Results of the study were presented today at the American Urological Association 1999 Annual Meeting in Dallas. The study, led by E. Darracott Vaughan, M.D., and Douglas S. Scherr, M.D., of the Department of Urology at Weill Medical College, is an analysis of the link between two genetic markers, bcl-2 and p53, and patients' response to radiation therapy. Dr. Vaughan and his colleagues found that patients who had high levels of bcl-2 and/or p53 in their prostate biopsies went on to fail radiation therapy for their prostate cancer.
"Molecular markers such as bcl-2 and p53 have the potential to revolutionize the clinical staging system of localized prostate cancer," explains Dr. Vaughan. "There is overwhelming clinical evidence to suggest that patients who overexpress bcl-2 or have accumulation of functionally inactive p53 in their prostate biopsies will be much more likely to fail radiation therapy for their clinically localized prostate cancer," says Dr. Scherr.

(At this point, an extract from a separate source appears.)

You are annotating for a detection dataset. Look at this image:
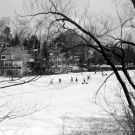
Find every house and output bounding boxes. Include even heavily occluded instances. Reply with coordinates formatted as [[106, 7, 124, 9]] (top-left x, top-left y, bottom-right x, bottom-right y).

These findings allow physicians to determine which patients will fail radiation therapy and may benefit from other treatments. Physicians can utilize this by having pathologists assess a patient's prostate biopsy for the genetic markers bcl-2 and p53.
Along with Drs. Vaughan and Scherr, the Weill Cornell research team includes Dr. Marilda Chung, Assistant Professor of Pathology; Dr. Diane Felsen, Associate Research Professor of Pharmacology in Urology; Dr. Robert Allbright, The Stich-Department of Radiation Oncology; and Dr. Beatrice S. Knudsen, Assistant Professor of Pathology.